In einer Abkehr von der vorherigen Kim Jong-il-Ära hat der derzeitige Machthaber Kim Jong-un den starken Wunsch, sein Land der Außenwelt vorzuführen. Der junge Machthaber will zeigen, dass die Bürger wie auch in anderen Teilen der Welt die Freizeit und kulturellen Aktivitäten genießen können. Das ist der wichtigste Zweck des Bier-Festivals. Auf der wirtschaftlichen Seite will die nordkoreanische Regierung einen Teil der Devisen einsammeln, die im privaten Bereich im Umlauf sind. 


Nordkorea kündigte 2017 ein zweites Bier-Festival an. Doch wurde es später gestrichen, ohne dass dafür konkrete Gründe genannt wurden. 

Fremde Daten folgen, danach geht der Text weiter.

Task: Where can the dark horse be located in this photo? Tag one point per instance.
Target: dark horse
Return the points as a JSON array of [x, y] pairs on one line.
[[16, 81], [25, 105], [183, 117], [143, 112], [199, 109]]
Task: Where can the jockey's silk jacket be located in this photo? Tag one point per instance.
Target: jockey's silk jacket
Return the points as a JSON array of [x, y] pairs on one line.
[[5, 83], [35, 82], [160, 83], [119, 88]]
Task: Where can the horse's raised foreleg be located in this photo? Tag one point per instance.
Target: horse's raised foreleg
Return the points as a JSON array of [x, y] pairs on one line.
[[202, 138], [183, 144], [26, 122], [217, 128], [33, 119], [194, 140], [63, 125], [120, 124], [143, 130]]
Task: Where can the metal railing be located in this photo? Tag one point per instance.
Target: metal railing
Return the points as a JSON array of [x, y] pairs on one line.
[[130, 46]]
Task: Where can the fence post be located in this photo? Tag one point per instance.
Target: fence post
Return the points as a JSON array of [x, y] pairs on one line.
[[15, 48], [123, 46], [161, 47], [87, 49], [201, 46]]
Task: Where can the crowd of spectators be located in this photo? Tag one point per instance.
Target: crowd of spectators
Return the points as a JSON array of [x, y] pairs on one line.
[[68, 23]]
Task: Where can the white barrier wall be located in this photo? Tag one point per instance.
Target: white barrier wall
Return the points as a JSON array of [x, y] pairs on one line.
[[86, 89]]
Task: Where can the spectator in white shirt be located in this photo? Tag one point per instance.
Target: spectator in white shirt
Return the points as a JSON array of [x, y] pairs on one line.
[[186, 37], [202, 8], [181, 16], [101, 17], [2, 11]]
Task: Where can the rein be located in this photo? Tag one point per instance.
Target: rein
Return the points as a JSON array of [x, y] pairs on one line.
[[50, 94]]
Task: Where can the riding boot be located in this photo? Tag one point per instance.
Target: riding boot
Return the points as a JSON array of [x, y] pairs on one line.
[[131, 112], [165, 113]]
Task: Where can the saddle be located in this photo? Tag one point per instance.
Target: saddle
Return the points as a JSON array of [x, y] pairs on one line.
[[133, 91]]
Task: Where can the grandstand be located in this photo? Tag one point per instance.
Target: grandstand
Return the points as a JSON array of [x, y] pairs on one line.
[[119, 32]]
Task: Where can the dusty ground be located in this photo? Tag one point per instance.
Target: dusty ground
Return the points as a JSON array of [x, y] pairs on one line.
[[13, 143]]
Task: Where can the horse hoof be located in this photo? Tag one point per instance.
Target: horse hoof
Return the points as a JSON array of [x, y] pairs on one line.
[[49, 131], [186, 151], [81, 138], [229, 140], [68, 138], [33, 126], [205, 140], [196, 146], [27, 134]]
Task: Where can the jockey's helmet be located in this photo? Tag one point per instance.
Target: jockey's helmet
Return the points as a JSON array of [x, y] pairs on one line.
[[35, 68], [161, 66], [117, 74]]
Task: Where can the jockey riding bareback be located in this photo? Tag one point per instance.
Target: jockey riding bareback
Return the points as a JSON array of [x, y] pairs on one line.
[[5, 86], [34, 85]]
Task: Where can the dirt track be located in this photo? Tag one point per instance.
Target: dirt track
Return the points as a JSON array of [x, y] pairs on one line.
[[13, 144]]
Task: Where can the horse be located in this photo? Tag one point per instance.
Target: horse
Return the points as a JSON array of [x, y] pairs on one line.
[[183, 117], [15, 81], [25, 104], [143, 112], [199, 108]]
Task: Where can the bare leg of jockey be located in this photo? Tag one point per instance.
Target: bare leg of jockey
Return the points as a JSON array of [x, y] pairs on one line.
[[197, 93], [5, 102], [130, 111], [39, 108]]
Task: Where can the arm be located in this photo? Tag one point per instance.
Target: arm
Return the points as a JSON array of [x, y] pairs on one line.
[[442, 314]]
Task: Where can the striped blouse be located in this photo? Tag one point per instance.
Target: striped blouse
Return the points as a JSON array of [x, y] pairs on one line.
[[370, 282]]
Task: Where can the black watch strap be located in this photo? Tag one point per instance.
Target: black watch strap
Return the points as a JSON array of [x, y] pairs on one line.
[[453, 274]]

Es gibt zahlreiche Lokale in Nordkorea. Die Kyonghunggwan-Bierbar, die im Bezirk Pothong-Fluss in Pjöngjang liegt, ist besonders berühmt. Alle sieben Taedonggang-Bier-Variationen werden dort angeboten. Die Zahl der täglichen Besucher liegt bei bis zu 1500. In Südkorea bezieht sich das deutsche Wort “Hof”, das normalerweise in koreanischer Hangeul-Schrift geschrieben wird, auf eine Bar oder ein Lokal, in dem es Bier gibt. Doch Nordkorea benutzt ein koreanisches Wort für “Bierbar”. Auch trinken die Bewohner in solchen Restaurants, an denen auf Schildern Bier als “Softdrink” angeboten wird: 


Im Prinzip sind ausländische Wörter in Nordkorea verboten, obwohl die Menschen in diesen Tagen Worte wie Kaffee und Espresso benutzen. Auch das Wort “Hof” verbreitet sich langsam unter den Bewohnern von Pjöngjang. Das Wort erscheint natürlich nicht im offiziellen Wörterbuch des Landes. Allgemein gebrauchen die Bewohner Wörter wie “Softdrink” oder “Bierbar”, wenn sie über Bier reden. Bier hat bereits während der Zeit unter Kim Jong-il viel Aufmerksmkeit bekommen. Hinzu kommt, dass das Regime hofft, demonstrieren zu können, dass die Nordkoreaner einen hohen Standard an Kultur und Freizeit haben. Es will Spekulationen im Rest der Welt zerstreuen, wonach das verarmte Land intern stark zu kämpfen hat. In diesem Kontext kann erwartet werden, dass Nordkorea Geschäfte und Veranstaltungen, die sich ums Bier drehen, weiter entwickeln wird. 


Da auf die Südkoreaner noch einige Hitzewellen zukommen, werden sie in dieser Jahreszeit noch mehr Chimaek genießen. Viele von ihnen hoffen, dass sie Chimaek eines Tages auch in Pjöngjang haben können.